Will you allow me to suggest that it might be better not to name any living man? The temple of modern science has been the work of many labourers not only in our own but in other countries. Some have been more busy in shaping and laying the stones, some in keeping off the Sanballats, some prophetwise in indicating the course of the science of the future. It would be hard to say who has done best service. As regards Dr. Joule, for example, no doubt he did more than any one to give the doctrine of the conservation of energy precise expression, but Mayer and others run him hard.
Of deceased Englishmen who belong to the first half of the Victorian epoch, I should say that Faraday, Lyell, and Darwin had exerted the greatest influence, and all three were models of the highest and best class of physical philosophers.

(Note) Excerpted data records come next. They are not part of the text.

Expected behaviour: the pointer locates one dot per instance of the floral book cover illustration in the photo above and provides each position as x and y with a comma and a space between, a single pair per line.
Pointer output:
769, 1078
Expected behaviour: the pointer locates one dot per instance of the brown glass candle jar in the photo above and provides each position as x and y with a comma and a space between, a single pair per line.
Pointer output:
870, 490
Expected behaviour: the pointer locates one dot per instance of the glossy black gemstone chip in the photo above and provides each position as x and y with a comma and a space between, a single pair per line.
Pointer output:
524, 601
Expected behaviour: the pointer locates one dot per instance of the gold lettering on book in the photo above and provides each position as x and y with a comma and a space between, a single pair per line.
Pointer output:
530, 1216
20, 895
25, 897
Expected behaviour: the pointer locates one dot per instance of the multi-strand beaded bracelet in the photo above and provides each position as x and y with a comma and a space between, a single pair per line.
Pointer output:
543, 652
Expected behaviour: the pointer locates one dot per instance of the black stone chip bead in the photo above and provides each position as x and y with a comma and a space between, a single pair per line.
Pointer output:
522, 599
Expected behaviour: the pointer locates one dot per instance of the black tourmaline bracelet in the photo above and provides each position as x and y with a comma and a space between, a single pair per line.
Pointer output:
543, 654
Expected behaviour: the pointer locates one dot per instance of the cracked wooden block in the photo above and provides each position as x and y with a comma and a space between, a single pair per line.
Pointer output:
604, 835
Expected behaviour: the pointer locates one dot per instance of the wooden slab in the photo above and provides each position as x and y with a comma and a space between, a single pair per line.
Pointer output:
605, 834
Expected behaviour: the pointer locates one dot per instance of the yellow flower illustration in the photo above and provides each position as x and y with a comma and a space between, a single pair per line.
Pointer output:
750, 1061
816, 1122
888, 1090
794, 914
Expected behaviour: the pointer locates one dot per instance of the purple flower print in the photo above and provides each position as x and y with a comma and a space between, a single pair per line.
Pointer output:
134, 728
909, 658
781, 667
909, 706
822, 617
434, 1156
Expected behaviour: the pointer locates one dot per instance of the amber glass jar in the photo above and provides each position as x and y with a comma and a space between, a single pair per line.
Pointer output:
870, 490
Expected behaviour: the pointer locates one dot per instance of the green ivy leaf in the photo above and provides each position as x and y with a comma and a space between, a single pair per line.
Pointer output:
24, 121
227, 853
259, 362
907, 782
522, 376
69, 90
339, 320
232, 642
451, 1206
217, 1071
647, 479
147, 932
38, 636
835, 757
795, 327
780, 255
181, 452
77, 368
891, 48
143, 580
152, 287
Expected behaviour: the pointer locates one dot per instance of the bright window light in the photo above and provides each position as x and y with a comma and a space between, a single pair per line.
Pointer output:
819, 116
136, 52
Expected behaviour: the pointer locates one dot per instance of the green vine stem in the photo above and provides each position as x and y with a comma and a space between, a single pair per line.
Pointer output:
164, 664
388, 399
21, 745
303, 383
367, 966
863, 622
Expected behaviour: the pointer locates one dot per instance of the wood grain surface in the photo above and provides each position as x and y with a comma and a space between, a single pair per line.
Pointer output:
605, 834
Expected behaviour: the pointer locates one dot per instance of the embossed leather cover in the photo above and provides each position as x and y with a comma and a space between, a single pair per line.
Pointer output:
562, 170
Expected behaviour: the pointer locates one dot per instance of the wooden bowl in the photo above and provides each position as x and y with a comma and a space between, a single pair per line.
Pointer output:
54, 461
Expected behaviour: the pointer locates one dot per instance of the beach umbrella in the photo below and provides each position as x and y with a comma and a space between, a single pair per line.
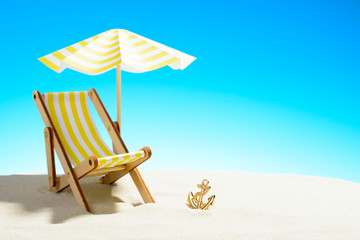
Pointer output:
120, 49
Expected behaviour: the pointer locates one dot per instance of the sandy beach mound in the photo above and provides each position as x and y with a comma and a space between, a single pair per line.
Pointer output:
247, 206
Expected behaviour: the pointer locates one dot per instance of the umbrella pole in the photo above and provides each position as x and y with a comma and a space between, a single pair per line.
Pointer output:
118, 89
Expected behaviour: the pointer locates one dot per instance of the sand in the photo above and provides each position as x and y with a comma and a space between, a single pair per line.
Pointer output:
247, 206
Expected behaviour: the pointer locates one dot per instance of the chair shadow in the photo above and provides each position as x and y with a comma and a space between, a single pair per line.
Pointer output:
32, 194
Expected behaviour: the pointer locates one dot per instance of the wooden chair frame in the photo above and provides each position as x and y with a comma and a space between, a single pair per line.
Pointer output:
88, 167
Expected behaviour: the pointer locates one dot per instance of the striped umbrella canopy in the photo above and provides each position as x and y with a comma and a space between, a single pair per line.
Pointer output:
120, 49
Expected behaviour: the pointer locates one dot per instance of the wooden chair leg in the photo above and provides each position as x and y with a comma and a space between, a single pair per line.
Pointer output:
141, 186
49, 145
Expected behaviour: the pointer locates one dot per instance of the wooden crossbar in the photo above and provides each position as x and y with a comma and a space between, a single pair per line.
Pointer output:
88, 167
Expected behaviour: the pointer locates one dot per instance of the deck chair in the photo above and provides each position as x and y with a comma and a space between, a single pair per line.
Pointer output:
70, 130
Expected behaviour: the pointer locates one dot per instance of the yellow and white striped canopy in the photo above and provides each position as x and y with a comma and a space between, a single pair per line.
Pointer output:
105, 51
70, 114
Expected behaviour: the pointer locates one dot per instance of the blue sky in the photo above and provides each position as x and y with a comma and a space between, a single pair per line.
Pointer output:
274, 89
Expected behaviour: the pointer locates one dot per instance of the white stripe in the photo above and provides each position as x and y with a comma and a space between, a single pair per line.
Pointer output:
100, 49
143, 56
97, 132
85, 126
90, 65
74, 127
64, 130
96, 57
141, 65
105, 41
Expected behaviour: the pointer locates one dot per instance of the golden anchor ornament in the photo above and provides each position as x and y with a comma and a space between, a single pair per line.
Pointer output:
196, 201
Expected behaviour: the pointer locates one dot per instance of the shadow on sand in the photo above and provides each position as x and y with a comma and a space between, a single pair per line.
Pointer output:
31, 193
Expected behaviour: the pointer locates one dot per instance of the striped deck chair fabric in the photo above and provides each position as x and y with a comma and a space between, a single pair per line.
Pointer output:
70, 114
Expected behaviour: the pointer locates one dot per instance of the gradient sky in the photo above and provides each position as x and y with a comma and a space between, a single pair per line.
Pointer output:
274, 89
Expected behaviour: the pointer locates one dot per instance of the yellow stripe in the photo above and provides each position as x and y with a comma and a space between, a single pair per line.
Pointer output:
55, 120
110, 38
93, 61
156, 56
71, 49
91, 70
49, 63
58, 55
106, 45
69, 128
131, 37
142, 42
113, 160
137, 156
83, 43
80, 126
100, 54
90, 124
146, 50
162, 64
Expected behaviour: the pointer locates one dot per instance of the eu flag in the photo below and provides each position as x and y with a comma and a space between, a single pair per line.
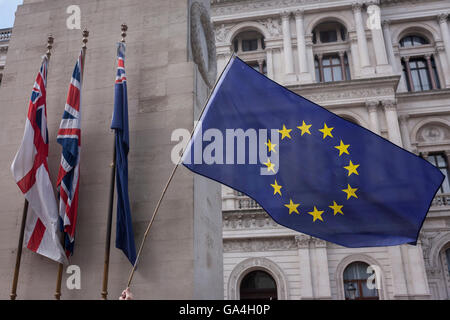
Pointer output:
319, 174
124, 226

As for me, in part from force of circumstance and in part from a conviction I could be of most use in that way, I have played the part of something between maid-of-all-work and gladiator-general for Science, and deserve no such prominence as your kindness has assigned to me.
With our united kind regards to Mrs. Carpenter and yourself, ever yours very faithfully,
T.H. Huxley.
[A brief note, also, to Lady Welby, dated July 25, is characteristic of his attitude towards unverified speculation.]

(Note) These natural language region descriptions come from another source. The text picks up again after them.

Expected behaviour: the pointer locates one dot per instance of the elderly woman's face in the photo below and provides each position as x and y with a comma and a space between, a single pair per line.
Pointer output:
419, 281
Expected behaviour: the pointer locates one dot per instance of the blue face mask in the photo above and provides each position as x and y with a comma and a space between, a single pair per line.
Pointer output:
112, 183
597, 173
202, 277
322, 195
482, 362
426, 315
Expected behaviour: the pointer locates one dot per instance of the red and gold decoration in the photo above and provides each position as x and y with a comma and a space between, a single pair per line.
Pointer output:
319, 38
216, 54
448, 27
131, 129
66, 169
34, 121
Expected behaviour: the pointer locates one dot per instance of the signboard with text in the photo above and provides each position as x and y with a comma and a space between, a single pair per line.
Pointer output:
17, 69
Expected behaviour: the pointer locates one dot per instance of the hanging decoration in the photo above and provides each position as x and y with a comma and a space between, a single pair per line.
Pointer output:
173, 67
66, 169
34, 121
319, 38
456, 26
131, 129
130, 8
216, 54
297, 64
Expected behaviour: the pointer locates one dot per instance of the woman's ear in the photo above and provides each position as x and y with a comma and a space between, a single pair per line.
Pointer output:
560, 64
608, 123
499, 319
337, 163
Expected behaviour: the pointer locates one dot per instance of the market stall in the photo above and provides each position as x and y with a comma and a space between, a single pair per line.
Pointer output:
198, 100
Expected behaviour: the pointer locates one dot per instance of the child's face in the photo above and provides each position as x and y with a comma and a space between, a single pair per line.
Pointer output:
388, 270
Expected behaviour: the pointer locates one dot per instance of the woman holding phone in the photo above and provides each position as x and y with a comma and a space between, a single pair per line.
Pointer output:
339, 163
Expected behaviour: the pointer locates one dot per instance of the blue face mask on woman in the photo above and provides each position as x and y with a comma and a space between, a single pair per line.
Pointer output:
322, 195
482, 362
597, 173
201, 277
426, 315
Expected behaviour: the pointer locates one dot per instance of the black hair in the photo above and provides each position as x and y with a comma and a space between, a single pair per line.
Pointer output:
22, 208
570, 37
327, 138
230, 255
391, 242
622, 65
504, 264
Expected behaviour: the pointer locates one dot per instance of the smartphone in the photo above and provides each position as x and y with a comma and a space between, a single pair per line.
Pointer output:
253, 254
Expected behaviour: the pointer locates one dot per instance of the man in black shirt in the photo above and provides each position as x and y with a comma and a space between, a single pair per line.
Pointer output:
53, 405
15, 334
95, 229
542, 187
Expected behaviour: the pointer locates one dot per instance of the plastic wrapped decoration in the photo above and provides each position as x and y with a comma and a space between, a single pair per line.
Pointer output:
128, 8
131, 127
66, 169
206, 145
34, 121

I have looked through the paper you have sent me, but I cannot undertake to give any judgment upon it. Speculations such as you deal with are quite out of my way. I get lost the moment I lose touch of valid fact and incontrovertible demonstration and find myself wandering among large propositions, which may be quite true but which would involve me in months of work if I were to set myself seriously to find out whether, and in what sense, they are true. Moreover, at present, what little energy I possess is mortgaged to quite other occupations.

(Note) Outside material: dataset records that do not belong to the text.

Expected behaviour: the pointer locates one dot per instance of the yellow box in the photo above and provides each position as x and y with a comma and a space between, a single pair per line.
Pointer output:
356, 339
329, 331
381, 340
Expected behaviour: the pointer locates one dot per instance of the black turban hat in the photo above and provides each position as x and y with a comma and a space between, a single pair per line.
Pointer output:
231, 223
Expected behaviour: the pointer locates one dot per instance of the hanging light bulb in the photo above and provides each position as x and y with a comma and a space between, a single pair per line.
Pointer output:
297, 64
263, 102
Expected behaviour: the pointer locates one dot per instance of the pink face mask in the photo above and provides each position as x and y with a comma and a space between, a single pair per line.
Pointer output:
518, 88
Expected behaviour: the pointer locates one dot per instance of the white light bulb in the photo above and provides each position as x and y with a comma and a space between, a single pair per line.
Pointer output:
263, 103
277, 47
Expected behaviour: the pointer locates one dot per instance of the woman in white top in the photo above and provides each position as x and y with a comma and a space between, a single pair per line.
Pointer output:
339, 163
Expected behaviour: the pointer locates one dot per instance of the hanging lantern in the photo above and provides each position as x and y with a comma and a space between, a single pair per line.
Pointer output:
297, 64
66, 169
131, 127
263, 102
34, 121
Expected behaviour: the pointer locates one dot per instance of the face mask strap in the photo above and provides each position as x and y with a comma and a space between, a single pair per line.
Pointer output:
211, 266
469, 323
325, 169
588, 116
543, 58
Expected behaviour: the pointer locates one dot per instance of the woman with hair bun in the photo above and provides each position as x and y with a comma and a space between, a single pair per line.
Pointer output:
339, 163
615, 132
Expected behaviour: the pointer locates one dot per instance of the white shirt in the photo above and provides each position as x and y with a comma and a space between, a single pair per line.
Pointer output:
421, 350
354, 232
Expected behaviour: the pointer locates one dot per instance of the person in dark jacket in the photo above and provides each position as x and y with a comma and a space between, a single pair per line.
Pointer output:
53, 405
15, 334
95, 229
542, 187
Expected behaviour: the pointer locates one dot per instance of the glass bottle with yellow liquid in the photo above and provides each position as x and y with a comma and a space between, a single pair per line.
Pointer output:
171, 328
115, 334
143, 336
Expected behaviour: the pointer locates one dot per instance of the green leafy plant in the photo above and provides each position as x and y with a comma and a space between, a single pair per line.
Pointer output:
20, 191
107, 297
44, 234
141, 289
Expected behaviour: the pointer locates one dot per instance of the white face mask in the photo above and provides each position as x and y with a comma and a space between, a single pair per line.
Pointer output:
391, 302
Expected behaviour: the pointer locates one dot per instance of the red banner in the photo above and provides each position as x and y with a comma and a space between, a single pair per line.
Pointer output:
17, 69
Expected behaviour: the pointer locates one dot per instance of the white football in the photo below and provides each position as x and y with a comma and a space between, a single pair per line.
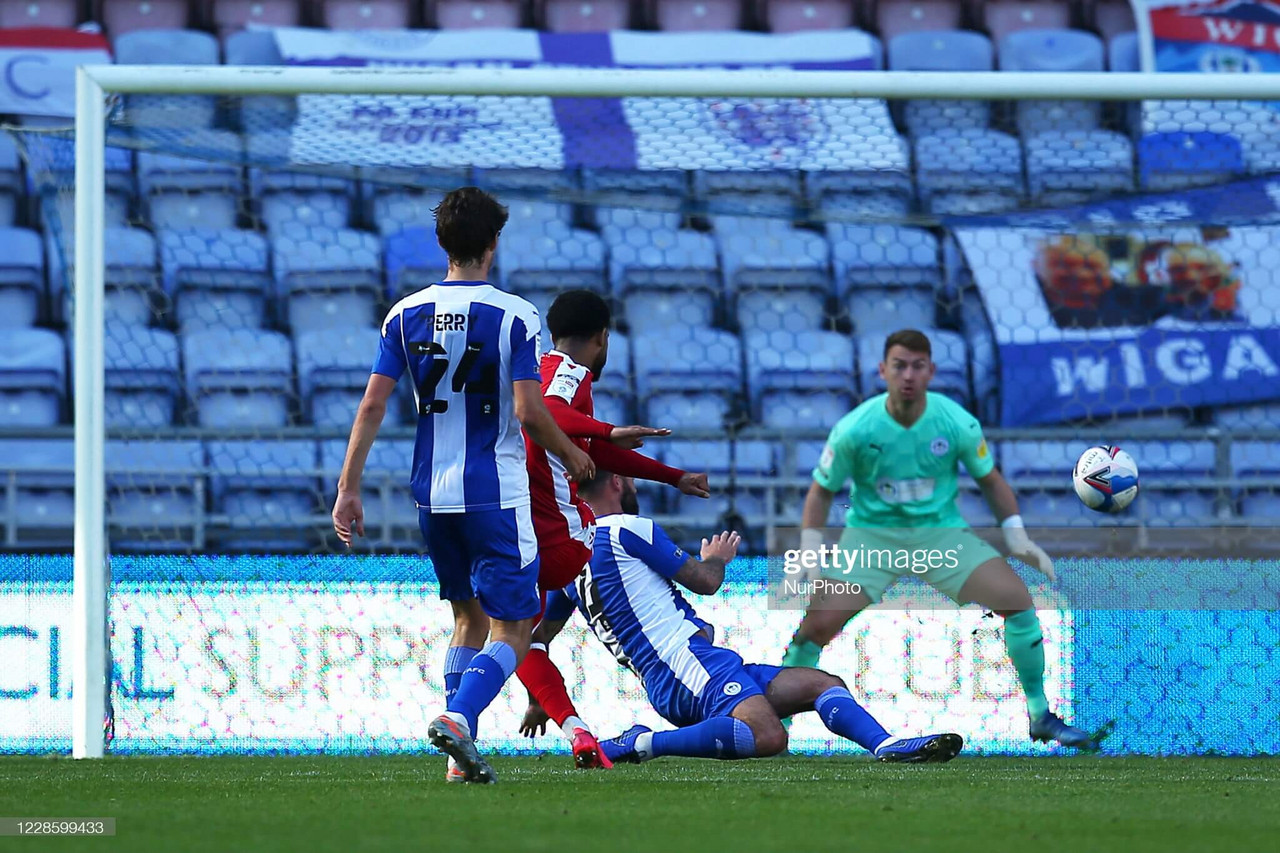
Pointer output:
1106, 478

[The following letter was in answer to a request which I was commissioned to forward him, that he would consent to serve on an honorary committee of the Societe des Professeurs de Francais en Angleterre.]
January 17, 1887.
I quite forgot to say anything about the Comite d'honneur, and as you justly remark in the present strained state of foreign politics the consequences may be serious. Please tell your colleague that I shall be "proud an' 'appy." You need not tell him that my pride and happiness are contingent on having nothing to do for the honour.